Managers from Hannaford in Brattleboro and Shaw's in Wilmington referred to the Reformer to spokespeople for their companies.

"As we all continue to navigate through this public health crisis together Shaw's and Star Market are continuing to do everything we can to prioritize the health and safety of our customers, our communities, and our associates, and to ensure our customers have access to the food, medications, and other essential goods they need at this critical time," Teresa Edington, Shaw's external communication manager, wrote in an email. "In addition, we have implemented several steps to ensure the safety of the people who shop in and work in our stores."

Shaw's and Star Market have added plexiglass in checkout lanes at its 150 stores. That "serves as protective barrier between customers and cashiers and provide added reassurance and peace of mind," the email states.

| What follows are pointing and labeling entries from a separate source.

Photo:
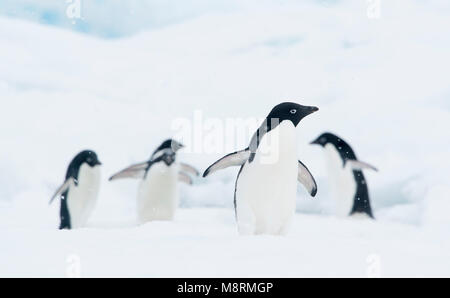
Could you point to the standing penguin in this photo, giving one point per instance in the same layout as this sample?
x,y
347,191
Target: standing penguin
x,y
79,191
157,197
347,179
266,186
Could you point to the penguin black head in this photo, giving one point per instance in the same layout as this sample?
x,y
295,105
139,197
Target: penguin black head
x,y
169,145
291,112
88,157
341,146
166,152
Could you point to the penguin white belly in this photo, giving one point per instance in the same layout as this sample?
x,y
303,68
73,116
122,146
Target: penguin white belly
x,y
266,188
82,199
343,184
158,193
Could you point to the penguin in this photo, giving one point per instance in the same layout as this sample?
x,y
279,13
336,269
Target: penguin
x,y
349,185
266,185
157,198
79,191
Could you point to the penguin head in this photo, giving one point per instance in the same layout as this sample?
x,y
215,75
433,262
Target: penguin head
x,y
166,152
169,144
325,138
88,157
290,111
344,149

Employees are "regularly reminded" to follow all federal Centers for Disease Control and Prevention guidelines such as frequent hand washing and surface cleaning.

"We've taken enhanced measures to clean and disinfect all departments, restrooms and other high-touch points of the store throughout the day, as well as a deep cleanse at the end of each business day," Edington said.

Posters are going up in stores to remind customers to practice "social distancing" and keep six feet away from another one. That is approximately two shopping carts, Edington said, adding that "designated waiting points" have been installed through floor markers to help spread people out.

"We are constantly looking for solutions to help us improve this practice in our stores," she said.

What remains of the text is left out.